In my lunch hour today I have been very pro-active and sent my cv off to an agency and applied for a couple of jobs as I also feel that I cant stay working for this company

TigerDrivesAgain Wed 05-Aug-09 22:35:52

what flowery said: some employers just don't realise that employment law applies to them too: especially small outfits like this where everything gets a bit personalised. If you've been there for 4 years you will know how to handle the politics of this: sometimes employers will be really embarrassed by their reactions, sometimes they do get harder in attitude because they've been caught out.

sadhoney Thu 06-Aug-09 10:38:51

I think they will take offence to my letter, and make life differcult at work but I feel I deserve to be treated better than this.

I also get the feeling that everyone at work know I have recieved a letter as management here aren't very discreet.

I am very scared now of doing the slightest mistake sad

sadhoney Thu 13-Aug-09 15:05:45

An update on my situation. Did the letter and handed to each director and then this morning, again in the middle of the office he said that he is going to stand by what he said and that he hopes there isnt going to be any mud slinging!!!!!!!!!!! hmm

So now I am working for people that think I am a liar and untrustworthy sad

I have always had excellent references.

Dont know where to go from here can anyone advise

flowerybeanbag Thu 13-Aug-09 15:27:51

Have they responded to your letter? Are they inviting you to a meeting to discuss it?

sadhoney Thu 13-Aug-09 19:08:11

No that was his response... thanks for the letter but I am standing by every word I put in it....and hopefully that there isnt going to be any mud slinging

No they havent asked me to a meeting to discuss it. He sent a email round cant really put on here as dont know if any one from work comes on.

What do i do now flowery i have been home from work crying my eyes out as I just feel so small sad

coolma Thu 13-Aug-09 19:23:48

ACAS are shit - spoke to them a couple of years ago when i was in a hideous postion with my ex employer and they were bored and extremely unhelpful...

coolma Thu 13-Aug-09 19:25:14

Have you tried the Cab, or an independant law cntre. they seem to be acting extremely illegally. There is a fab site called Iresign, which offers lots of accurate and constri=cutive advice.

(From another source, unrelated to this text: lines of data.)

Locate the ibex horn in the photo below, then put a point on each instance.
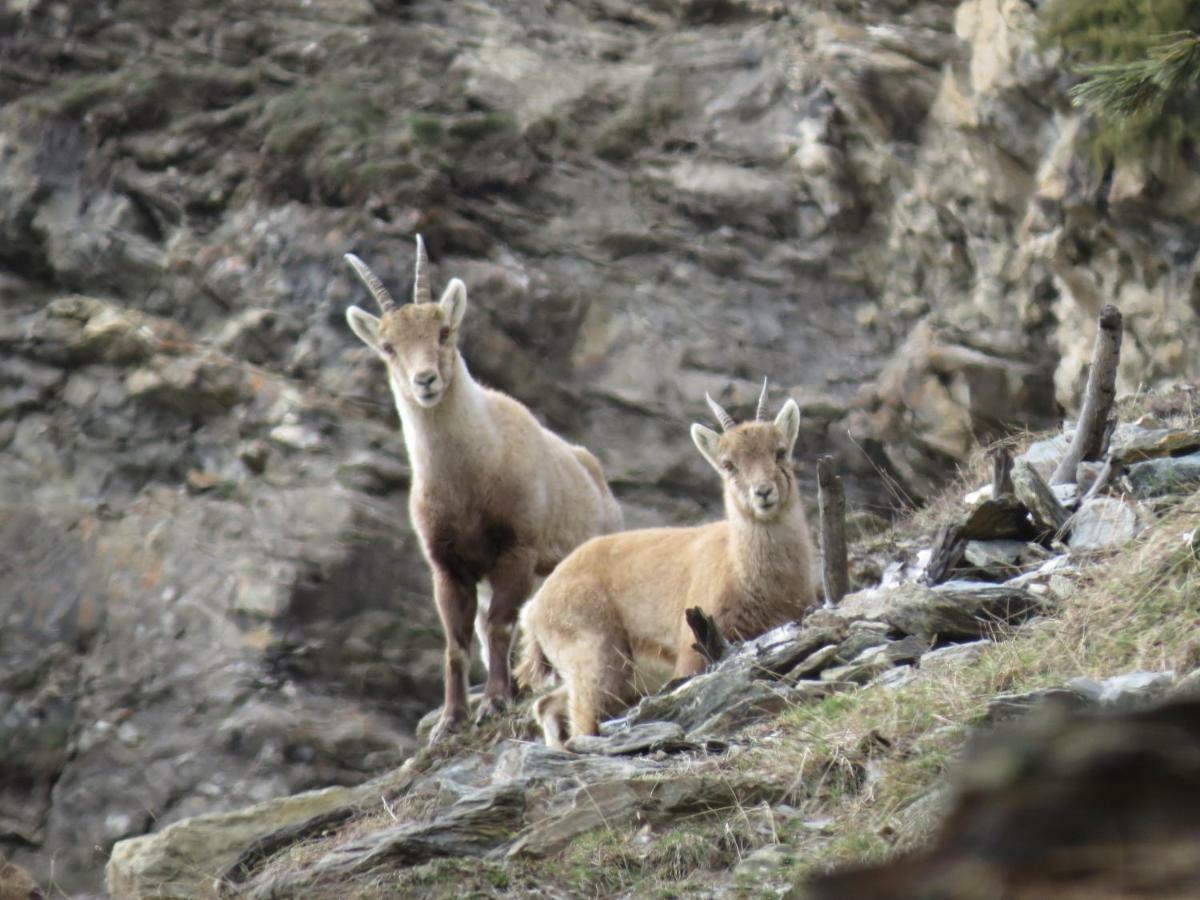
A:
(421, 293)
(724, 418)
(373, 285)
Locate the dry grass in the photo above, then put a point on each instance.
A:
(861, 774)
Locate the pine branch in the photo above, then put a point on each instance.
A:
(1141, 88)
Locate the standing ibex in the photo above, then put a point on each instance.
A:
(495, 497)
(610, 621)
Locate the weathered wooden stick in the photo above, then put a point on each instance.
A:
(1001, 472)
(832, 504)
(709, 643)
(1093, 417)
(1038, 498)
(1102, 479)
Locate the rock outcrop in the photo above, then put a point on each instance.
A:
(888, 208)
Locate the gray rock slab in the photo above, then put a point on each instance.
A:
(471, 827)
(862, 636)
(1103, 523)
(1123, 689)
(954, 610)
(642, 738)
(960, 654)
(1013, 706)
(184, 858)
(814, 663)
(617, 804)
(527, 762)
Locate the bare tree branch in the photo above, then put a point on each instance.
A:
(832, 503)
(1093, 418)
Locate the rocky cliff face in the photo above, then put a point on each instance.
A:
(210, 594)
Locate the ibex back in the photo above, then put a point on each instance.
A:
(496, 497)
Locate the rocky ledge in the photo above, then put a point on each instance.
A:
(501, 795)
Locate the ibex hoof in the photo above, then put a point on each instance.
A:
(490, 708)
(444, 729)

coolma Thu 13-Aug-09 19:27:40

Constructive!!

www.i-resign.com/uk/home/

cupofteaplease Thu 13-Aug-09 19:27:41

ACAS were unhelpful when my husband received a written warning out of the blue. In is case, they had made it clear that they were looking for a way to sack him (this was confirmed by the fact that they had recruited somebody else on the alternate shift and were training him up to do dh's job for less pay hmm). ACAS advised that dh should jump or wait to be pushed... he chose to jump.

sadhoney Thu 13-Aug-09 19:29:08

The email he sent was to every one

thanks coolma will have a look, i just feel so stressed and like i am being bullied but i just dont want to walk out as a single mother....

Jujubean77 Thu 13-Aug-09 19:38:29

This sounds very sus to me - almost like they want you out and is having the desired effect. DO NOT walk out please. They have no right to fire you as they have breeched employment law so don't let them intimidate you out.

That is a ridiculous reason for a Warning and that is totally illegal not to have a meeting at presentation to discuss it.

Can the citizen advice beareau help? Can you think of any reason why they would want you to leave?